Stewart read off a list of economic development progress — from Frisbie’s Dairy Barn opening to the old Landers, Frary and Clark factory which will soon undergo a $35 million transformation into luxury condominiums.
“This list goes on and on of private developments, and I didn’t even mention Costco,” she said. “I have said over the last two years that people want to invest in cities that are investing in themselves, and we are doing just that.”
The mayor also promised to work with “members of the Democratic caucus. I truly look forward to continuing to work with you.” The Democratic caucus shrunk considerably from nine to three following last week’s election.
Stewart also touched on the city’s new baseball team and the negotiations she spearheaded to bring it here; education; and the homeless.
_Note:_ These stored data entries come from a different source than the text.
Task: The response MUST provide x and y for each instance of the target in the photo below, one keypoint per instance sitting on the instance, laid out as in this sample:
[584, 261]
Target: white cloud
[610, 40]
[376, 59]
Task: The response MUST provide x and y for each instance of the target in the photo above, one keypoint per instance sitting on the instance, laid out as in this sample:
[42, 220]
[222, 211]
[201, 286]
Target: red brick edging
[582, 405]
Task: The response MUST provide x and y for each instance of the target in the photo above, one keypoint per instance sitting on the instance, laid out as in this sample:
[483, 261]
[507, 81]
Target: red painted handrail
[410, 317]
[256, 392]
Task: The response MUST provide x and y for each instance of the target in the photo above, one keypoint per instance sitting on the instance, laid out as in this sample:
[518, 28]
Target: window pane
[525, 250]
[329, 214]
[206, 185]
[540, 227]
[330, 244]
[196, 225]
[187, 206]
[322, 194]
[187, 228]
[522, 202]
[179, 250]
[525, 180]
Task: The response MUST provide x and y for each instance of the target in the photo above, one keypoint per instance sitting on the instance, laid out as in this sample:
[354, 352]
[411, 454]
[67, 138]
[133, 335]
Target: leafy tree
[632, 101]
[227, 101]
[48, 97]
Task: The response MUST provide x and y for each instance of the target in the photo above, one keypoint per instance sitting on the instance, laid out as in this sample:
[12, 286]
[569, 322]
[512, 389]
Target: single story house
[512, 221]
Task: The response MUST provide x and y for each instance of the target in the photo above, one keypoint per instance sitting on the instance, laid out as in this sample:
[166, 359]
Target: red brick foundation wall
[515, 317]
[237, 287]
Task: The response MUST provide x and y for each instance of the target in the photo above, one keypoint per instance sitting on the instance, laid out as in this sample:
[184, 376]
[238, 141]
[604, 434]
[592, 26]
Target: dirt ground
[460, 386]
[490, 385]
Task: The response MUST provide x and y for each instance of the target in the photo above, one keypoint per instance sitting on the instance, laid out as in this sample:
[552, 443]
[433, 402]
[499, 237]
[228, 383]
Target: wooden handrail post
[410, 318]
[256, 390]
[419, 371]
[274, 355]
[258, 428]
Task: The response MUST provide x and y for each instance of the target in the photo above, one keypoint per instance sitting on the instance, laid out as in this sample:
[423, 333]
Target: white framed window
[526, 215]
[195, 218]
“Addressing the needs of our homeless community is something that was very close to my heart,” Stewart said, adding, “We created “Building Hope Together: New Britain’s Permanent Workplan to end Homelessness” to build on the initial success of Mayor Timothy Stewart’s 10-year plan to end homelessness.” Tim Stewart is the mayor’s father.
Joining Erin and Tim Stewart at the inauguration were former Democratic mayors Don DeFronzo, Lucian J. Pawlak and Bill McNamara. Former Democratic Mayor Timothy O’Brien did not attend.
Nancy Rodriguez, master of ceremonies, said Stewart spoke of “four goals (during her first inauguration) that would set the foundation of what she would do the next two years. They were restoring fiscal sanity, rebuilding our infrastructure, giving our children schools to be proud of, and making New Britain government work for New Britain again. Mayor Erin Stewart, you promised these things and you did them!”